I want to offer warm congratulations to the native peoples and activists who endured police abuse and freezing temperatures in their protest of the Dakota Access Pipeline. The images of dogs with bloodied mouths and hoses sprayed on the peaceful brought back unwelcome memories of Bull Connor in the 1960's. The Army Corps of Engineers, by order of President Obama, have declared that the pipeline by rerouted in such a way that it doesn't threaten native water or sacrilege native burial grounds. However, even if the pipeline is not pushed through that land, it seems likely to built elsewhere. This is still a problem. The current fight is all too similar of the one waged against the Keystone XL Pipeline, which would've transferred oil from the Alberta tar sands to the United States. (A project which the incoming president wishes to revive.) While it is great to protest individual pipelines, unless we transition quickly towards a green economy, stopping a single pipeline won't mean much in the long-term battle to preserve our environmental safety.

Unless we are able to harness the available reservoirs of solar, wind, geothermal, and perhaps even nuclear energy, America will inevitably have to rely on fossil fuels to sustain its energy economy. It's easy to point the finger at coal miners, pipeline builders, and offshore drillers, but these are all parts of an archaic system. Can individuals really be blamed for exacerbating environmental crises when the only tools for maintaining a decent life do just that? Should the responsibility not fall on the government to provide the people with greener alternatives, instead of lecturing them to cut back? When Republicans speak of energy independence, they often mean independence from reliance of Gulf states such as Saudi Arabia for our oil. Given how regressive we know many of these Arab tyrants can be, a liberation sounds well and fine, until you realize that this means a further exploitation of fossil fuels at home. This isn't independence. It's another form of servitude.

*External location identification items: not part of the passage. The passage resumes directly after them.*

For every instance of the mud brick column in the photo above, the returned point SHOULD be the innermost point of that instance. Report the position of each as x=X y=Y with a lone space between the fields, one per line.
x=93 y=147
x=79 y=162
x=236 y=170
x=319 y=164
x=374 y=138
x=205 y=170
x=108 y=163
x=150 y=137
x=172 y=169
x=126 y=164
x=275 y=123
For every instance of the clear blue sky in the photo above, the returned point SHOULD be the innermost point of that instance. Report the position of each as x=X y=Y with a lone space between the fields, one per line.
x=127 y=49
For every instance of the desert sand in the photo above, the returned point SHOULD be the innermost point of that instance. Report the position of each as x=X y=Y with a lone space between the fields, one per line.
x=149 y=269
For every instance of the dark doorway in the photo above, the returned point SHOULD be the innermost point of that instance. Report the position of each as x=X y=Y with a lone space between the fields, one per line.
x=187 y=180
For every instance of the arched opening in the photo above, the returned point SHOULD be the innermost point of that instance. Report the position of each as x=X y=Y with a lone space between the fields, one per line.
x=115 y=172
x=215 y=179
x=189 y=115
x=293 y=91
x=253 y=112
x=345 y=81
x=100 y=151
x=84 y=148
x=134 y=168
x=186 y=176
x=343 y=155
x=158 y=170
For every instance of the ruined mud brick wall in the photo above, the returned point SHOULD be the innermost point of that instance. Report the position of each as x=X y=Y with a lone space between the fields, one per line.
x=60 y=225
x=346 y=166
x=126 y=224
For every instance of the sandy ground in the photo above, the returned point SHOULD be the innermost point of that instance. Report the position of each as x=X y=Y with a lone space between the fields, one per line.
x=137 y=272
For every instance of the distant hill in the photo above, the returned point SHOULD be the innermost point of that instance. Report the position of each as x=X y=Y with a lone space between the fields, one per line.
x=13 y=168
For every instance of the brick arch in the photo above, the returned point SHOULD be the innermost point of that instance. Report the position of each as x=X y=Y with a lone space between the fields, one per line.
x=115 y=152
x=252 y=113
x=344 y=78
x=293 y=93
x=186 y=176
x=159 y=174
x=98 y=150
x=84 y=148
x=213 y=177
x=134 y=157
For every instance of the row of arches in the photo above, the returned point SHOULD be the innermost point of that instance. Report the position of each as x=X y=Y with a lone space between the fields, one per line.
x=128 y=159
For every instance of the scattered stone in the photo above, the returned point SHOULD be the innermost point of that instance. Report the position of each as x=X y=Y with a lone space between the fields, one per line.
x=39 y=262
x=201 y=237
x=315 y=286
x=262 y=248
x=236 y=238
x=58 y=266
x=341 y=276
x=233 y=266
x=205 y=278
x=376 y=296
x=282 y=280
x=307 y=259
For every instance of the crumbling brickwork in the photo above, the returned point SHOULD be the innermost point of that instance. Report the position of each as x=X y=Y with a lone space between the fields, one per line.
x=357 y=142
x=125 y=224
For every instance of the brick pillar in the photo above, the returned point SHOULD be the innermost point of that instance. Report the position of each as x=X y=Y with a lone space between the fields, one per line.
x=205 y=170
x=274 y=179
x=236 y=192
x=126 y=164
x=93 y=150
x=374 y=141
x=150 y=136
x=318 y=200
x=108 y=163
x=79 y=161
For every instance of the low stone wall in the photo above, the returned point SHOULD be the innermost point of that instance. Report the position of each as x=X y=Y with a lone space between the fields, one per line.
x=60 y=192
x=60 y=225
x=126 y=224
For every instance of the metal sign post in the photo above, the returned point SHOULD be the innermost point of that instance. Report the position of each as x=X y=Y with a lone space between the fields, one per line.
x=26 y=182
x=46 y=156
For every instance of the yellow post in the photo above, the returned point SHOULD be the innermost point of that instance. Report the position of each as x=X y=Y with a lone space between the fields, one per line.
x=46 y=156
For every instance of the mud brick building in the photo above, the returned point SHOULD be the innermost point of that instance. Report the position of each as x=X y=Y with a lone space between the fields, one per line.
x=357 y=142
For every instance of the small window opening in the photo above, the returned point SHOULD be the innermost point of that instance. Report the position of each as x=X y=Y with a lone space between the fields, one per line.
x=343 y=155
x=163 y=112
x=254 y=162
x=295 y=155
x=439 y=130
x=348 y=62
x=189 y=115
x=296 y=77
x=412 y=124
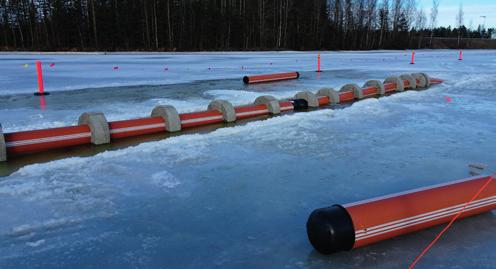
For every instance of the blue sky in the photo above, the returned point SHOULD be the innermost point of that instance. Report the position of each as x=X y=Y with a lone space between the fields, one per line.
x=472 y=9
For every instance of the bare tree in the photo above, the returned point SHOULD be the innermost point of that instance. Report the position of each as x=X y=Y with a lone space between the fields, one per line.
x=434 y=13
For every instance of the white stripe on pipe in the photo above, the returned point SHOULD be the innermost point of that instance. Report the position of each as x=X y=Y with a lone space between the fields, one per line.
x=47 y=139
x=137 y=128
x=272 y=79
x=405 y=226
x=423 y=216
x=416 y=220
x=442 y=210
x=202 y=119
x=414 y=191
x=250 y=113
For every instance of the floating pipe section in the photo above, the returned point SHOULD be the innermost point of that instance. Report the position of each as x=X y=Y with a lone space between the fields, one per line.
x=93 y=127
x=270 y=77
x=345 y=227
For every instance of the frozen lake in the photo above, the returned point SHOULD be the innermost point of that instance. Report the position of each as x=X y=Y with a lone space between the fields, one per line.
x=239 y=197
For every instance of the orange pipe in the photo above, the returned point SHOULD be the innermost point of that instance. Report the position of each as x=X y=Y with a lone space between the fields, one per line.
x=245 y=112
x=127 y=128
x=377 y=219
x=40 y=140
x=195 y=119
x=270 y=77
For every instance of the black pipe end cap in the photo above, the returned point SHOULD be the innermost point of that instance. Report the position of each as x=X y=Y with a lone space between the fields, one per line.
x=41 y=93
x=331 y=230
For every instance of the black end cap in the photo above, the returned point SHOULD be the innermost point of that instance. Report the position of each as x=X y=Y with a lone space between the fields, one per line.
x=246 y=79
x=331 y=230
x=41 y=93
x=299 y=104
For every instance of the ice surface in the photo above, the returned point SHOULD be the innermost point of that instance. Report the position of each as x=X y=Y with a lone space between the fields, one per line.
x=239 y=197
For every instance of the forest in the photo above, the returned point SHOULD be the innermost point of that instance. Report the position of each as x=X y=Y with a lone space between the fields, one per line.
x=205 y=25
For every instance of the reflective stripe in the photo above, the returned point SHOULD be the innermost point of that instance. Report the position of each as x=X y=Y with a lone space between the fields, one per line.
x=249 y=113
x=413 y=191
x=137 y=128
x=46 y=139
x=419 y=219
x=202 y=119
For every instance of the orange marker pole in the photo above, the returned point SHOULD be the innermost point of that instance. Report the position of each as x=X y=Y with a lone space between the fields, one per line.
x=41 y=87
x=318 y=63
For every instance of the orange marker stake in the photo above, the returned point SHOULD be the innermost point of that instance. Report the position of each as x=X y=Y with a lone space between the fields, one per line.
x=318 y=63
x=41 y=87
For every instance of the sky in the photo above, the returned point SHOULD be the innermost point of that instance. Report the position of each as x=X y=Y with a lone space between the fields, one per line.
x=473 y=10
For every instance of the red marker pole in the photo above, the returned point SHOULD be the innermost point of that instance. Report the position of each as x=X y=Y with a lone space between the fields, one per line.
x=318 y=63
x=41 y=87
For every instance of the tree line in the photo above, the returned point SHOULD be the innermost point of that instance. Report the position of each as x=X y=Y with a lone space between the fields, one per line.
x=192 y=25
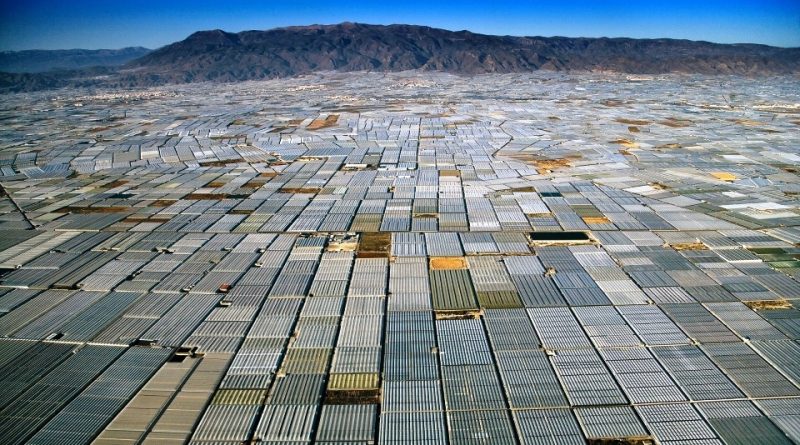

We can protest every constructed pipeline and attempted drill, but unless serious alternative energy sources are developed in a way that can compete on a comparable level, it seems improbable to ask of our engineers and entrepreneurs to stop full tilt. Green Party candidate Jill Stein was roundly criticized in the media (and not without good reason), but many outlets failed to emphasize what made her platform so popular in the first place. Stein offered a "Green New Deal" akin to the "New Deal" that Franklin D. Roosevelt passed in response to the crisis of the Great Depression. This phrase also refers to the radical economic mobilization we underwent domestically during World War II, in which we changed our economic tools to meet the threats of the Axis Powers.

Of course, many environmental activists already know and want these things. I preach to the choir, but I think it prudent to further emphasize this to the wider public. We cannot properly combat this problem by asking that a pipeline stop here or that we don't drill there. These are, again, important victories, but unless they become a part of a larger whole, they will turn pyrrhic. Whatever won't go by pipeline will go by rail. Whatever cannot be drilled will be fracked. So long as fossil fuels remain the only practical means by which we can gather energy: our air, water, land, and indeed, our way of life will all be at risk. It must emphasized to the incoming administration, as well as to the Republican Party, that anything less than a radical response to growing environmental catastrophe is both insufficient and unacceptable.